Nem li o poste, confesso. Só passei pra dar uma flauteada leve.

Anônimo disse...

Seben,

nem precisa. Mais que colorado, sou um sujeito que pensa. E, pensando, o futebol não seria (área tão fundamental do conhecimento) algo a me escapar da sensatez. Reconheço há uns dois meses: o Grêmio tem um time, isto é, um conjunto, homogêneo, típico football association. O Inter é um conglomerado de jogadores, alguns com boa fama, mas, parece, que apenas deitados na cama...

E vê se me lê, ô, vagabundo! Segue o exemplo do teu time, que se esfalfa em campo!

Anônimo disse...

O homem Paulo é aquele homem que extrai o humus das palavras, com humildade, em sinal de respeito aos demais, como um esteta do silêncio, que repentinamente, no espaço de um sopro, resolve mandar tornados sobre nossas cabeças, nos tirar os pés do chão e causar aquela sensação de que somos possíveis como existencialistas ou como questionadores dessa posição rotativa e transladora na qual estamos ancorados na Terra, sem esperança alguma ou com todas elas juntas, sem poder organizar algo para falar.
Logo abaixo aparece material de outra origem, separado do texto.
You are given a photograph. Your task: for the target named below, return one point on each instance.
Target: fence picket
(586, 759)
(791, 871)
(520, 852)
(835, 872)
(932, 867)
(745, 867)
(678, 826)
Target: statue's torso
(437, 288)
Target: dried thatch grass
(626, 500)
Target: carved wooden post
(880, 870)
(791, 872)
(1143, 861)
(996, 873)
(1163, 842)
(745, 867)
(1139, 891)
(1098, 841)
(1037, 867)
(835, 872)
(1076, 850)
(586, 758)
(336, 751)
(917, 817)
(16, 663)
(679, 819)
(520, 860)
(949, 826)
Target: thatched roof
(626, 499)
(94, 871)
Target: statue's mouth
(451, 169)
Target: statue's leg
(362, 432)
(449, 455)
Era isto que queria te dizer. Tu verdadeiramente inspiras um outro da raça a contribuir com o diálogo. Para alguns outros na rua, chego até a falar do tempo. Contigo, sinto que vale a pena escrever e fazer deste vazio da existência o encher de balões São Roque.

Abraço, Gonzaga

Anônimo disse...

Li o primeiro, o segundo, o terceiro... Fui lendo, até o post número 10 de “Mistérios da criação literária”. E o que vi? Em vez de um simples e despretensioso blog, um curso quase completo de como se dá a química complicada que é 1) viver; 2) ler; 3) sentir a emoção que tantas experiências nos causam; 4) desenvolver técnicas de como criar enredos, personagens, diálogos, descrições; 5) e o cuidado com a linguagem, principalmente o vocabulário e o ritmo das frases. Não há o que dizer. É mãos à obra mesmo. Sigo meu instinto. Vou trabalhar em sala de aula com esse roteiro básico e, dentro dos seus limites, bem completo. Valeu, Paulo!

Prof. Emanuel Mendes dos Santos – Carazinho, RS.

Anônimo disse...

Prof. Emanuel,

fico grato, gratíssimo, com a seriedade com que o sr. acompanha meu trabalho aqui. A intenção é essa mesma. Proporcionar matéria de reflexão. E de carpintaria. Obrigado pelo estímulo de se mostrar tão estimulado.

Anônimo disse...

Escritor e jornalista Luiz Gonzaga Lopes:

teu comentário está um arraso. Redondinho. Deu-me vontade de roubá-lo e postá-lo aqui, como um texto a mais no meu blog. O melhor de todos. Parabéns e obrigado, amigo.

Melissa disse...

o poste, diz ele

Luiz Gonzaga Lopes disse...

Grazzie, Paolo!

Anônimo disse...

A oficina continua altamente séria e bem instruída. Em exemplos claros e bem estruturados. Sem dúvida isso é algo que merece respeito e continuação pelo caráter construtivo que reflete.